Elend nur einen Fußmarsch entfernt
Es ist 14 Uhr und unser erstes Volunteermeeting mit der gerade aus Europa zurückgekommenen Heimleiterin ist zu Ende. Die Sonne ist brütend heiß und man fühlt sich schlapp vor Hitze. Carina, Henrike (aus Schweden und DE, beide auf dem Foto) und ich sind zu Fuß unterwegs zu einem ca. 20 Wegminuten entfernten Hügel Richtung Sankonscha. Unsere einheimische Sozialarbeiterin meidet diese Gegend und versichert uns, wenn wir mit dem Auto hinfahren, werden wir es nie wiedersehen. Da ich gerade auf dem Playground ersetzt werden konnte, haben sie mich gefragt, sie als Bodyguard zu begleiten (tja, mal wieder ein neuer Job). Es geht durch das Tal und vorbei an einfachen Hütten, die nur aus gestapelten Steinen und einem löcherigen Wellblechdach bestehen. Sobald uns jemand entgegenkommt, wird das Pfeffer-Spray griffbereit gehalten und freundlich auf isiZulu gegrüßt - eine recht eigenwillige Kombination, die aber durchaus berechtigt ist.

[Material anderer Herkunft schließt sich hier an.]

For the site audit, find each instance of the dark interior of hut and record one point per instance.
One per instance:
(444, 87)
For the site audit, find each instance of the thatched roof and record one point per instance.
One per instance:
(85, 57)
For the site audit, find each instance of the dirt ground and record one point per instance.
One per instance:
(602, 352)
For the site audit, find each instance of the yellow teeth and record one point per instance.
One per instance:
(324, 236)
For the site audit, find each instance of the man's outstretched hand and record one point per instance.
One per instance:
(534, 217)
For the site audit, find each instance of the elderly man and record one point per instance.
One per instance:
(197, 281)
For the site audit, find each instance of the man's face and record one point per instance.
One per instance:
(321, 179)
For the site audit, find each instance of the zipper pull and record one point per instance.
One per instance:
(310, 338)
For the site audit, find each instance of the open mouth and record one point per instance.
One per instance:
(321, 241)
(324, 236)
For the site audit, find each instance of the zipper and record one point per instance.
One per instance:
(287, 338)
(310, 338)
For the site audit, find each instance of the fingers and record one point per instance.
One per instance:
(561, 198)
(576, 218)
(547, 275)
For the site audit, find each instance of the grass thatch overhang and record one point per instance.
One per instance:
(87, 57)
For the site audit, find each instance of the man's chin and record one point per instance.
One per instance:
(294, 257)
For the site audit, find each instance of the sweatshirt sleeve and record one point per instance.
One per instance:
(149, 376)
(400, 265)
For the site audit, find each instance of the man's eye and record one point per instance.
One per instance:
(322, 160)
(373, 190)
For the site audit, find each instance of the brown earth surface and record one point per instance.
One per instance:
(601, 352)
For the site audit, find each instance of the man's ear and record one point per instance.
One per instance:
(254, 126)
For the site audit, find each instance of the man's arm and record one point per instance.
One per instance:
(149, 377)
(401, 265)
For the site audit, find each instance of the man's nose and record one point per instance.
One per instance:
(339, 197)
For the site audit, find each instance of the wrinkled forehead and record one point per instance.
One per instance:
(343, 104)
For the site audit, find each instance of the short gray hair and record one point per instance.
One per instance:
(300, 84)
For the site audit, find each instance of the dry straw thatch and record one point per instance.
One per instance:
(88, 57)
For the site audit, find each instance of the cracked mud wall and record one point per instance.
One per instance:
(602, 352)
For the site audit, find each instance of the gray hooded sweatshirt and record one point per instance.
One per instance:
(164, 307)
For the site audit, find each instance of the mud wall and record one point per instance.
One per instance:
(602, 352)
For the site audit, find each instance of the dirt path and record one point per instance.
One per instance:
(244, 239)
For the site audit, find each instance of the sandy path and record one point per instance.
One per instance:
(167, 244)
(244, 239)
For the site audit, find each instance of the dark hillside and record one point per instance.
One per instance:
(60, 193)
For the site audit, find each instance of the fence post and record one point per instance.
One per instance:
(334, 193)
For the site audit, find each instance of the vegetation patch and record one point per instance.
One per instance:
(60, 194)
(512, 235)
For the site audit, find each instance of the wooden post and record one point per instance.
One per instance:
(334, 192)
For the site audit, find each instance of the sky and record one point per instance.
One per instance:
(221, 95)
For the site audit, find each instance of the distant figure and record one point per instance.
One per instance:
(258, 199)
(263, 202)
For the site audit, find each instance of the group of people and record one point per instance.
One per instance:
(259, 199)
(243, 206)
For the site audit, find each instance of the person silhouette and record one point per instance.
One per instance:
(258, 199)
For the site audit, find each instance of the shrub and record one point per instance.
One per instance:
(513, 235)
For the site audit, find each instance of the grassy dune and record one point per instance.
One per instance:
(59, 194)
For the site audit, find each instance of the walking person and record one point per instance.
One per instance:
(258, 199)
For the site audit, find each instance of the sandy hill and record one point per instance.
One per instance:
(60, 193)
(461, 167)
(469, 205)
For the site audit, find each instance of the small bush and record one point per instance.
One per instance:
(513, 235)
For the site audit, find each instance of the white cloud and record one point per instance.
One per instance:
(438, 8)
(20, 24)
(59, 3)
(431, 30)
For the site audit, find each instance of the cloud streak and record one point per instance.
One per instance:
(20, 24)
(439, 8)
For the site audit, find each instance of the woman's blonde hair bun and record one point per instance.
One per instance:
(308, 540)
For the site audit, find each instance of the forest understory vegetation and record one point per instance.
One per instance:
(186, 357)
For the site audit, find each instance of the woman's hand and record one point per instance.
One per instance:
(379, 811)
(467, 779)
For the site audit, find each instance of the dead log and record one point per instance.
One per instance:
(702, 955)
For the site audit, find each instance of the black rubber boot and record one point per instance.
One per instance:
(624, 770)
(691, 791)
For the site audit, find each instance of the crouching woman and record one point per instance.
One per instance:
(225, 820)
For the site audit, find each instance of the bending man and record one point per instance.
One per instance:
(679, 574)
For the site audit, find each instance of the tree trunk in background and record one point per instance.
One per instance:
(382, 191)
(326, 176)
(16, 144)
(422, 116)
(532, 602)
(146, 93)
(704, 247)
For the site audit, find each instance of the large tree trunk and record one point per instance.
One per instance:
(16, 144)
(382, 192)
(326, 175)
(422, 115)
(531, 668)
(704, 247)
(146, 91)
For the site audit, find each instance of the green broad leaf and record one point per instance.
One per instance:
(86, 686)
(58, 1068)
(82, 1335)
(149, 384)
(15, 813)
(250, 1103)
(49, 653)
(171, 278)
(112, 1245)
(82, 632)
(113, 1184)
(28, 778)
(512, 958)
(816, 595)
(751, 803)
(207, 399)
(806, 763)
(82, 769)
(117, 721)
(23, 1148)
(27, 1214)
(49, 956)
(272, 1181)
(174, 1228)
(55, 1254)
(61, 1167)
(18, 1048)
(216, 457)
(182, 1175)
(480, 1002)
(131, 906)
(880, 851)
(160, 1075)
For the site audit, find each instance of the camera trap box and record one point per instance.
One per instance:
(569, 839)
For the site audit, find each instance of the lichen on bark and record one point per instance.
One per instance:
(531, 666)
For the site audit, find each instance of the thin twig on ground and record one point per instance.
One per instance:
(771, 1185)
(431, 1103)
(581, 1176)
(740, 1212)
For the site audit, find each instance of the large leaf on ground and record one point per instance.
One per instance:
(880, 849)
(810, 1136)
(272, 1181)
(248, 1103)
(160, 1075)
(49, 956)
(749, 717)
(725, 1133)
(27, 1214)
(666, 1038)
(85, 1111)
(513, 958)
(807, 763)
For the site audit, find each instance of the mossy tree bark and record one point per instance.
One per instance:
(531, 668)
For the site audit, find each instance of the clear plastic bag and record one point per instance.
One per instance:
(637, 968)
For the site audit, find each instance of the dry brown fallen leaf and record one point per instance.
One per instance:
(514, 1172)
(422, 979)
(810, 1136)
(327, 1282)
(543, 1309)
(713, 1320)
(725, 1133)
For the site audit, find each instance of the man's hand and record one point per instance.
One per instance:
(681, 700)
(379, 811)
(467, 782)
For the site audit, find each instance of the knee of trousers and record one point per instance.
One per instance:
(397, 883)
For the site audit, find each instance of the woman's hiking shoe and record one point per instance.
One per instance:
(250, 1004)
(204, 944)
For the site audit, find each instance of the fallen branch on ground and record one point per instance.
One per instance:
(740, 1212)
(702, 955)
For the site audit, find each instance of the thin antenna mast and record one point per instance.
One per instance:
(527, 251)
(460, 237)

Als wir unser Ziel erreichen, eine einfache einräumige Hütte, finden wir nicht die junge Frau, die wir erwarten zu treffen, sondern nur viele Kinder und nackte Säuglinge, spielend im Staub vor der Hütte. Die einzigen Erwachsenen sind eine alte Frau und ihr Mann, aber sie sprechen kein einziges Wort Englisch, darum ist nach Sabuwona - Gunjani - Niapila (Guten Tag - Wie geht es Ihnen? - Danke, mir geht es gut!) für uns das Gespräch beendet. Wir bitten eines der älteren Mädchen zu übersetzen, dass wir gekommen sind, um nach den Krankheiten der Kleinkinder und "Ringwürmern" der Übrigen zu gucken. Als wir keine wirklich eindeutige Antwort erhalten, entscheidet Carina, zur Tat zu schreiten und sich die Säuglinge anzusehen. Sie geht in die Hütte und findet in dem einzigen Bett einen Säugling, der am ganzen Körper offene Wunden hat und durchgängig weint. Selbst als Krankenschwester kann Carina kaum fassen, was sie sieht, und fragt mit vielen Gesten nach Wasser, um ihn zu waschen und danach einzucremen. Anschließend wird er in ein hartes Handtuch gewickelt, aber es ist das einzige, was verfügbar ist. Er schreit immer noch, wenn auch leiser. Der Kleine wird weitergereicht und landet in meinen Armen, damit die Nächsten versorgt werden können. Es sind erstaunlich wenig Kinder mit Ringwurm dabei, dafür haben jedoch zwei Dreijährige eiterige Beulen überall am Kopf. Wir können sie vorerst nur reinigen und desinfizieren, darum beschließen wir zu versuchen, einen Krankenhaustransport in das nächste staatliche Krankenhaus zu organisieren, wo die Behandlung für arme Familien kostenlos ist. Hoffentlich können wir nächste Woche zum Krankenhaus fahren!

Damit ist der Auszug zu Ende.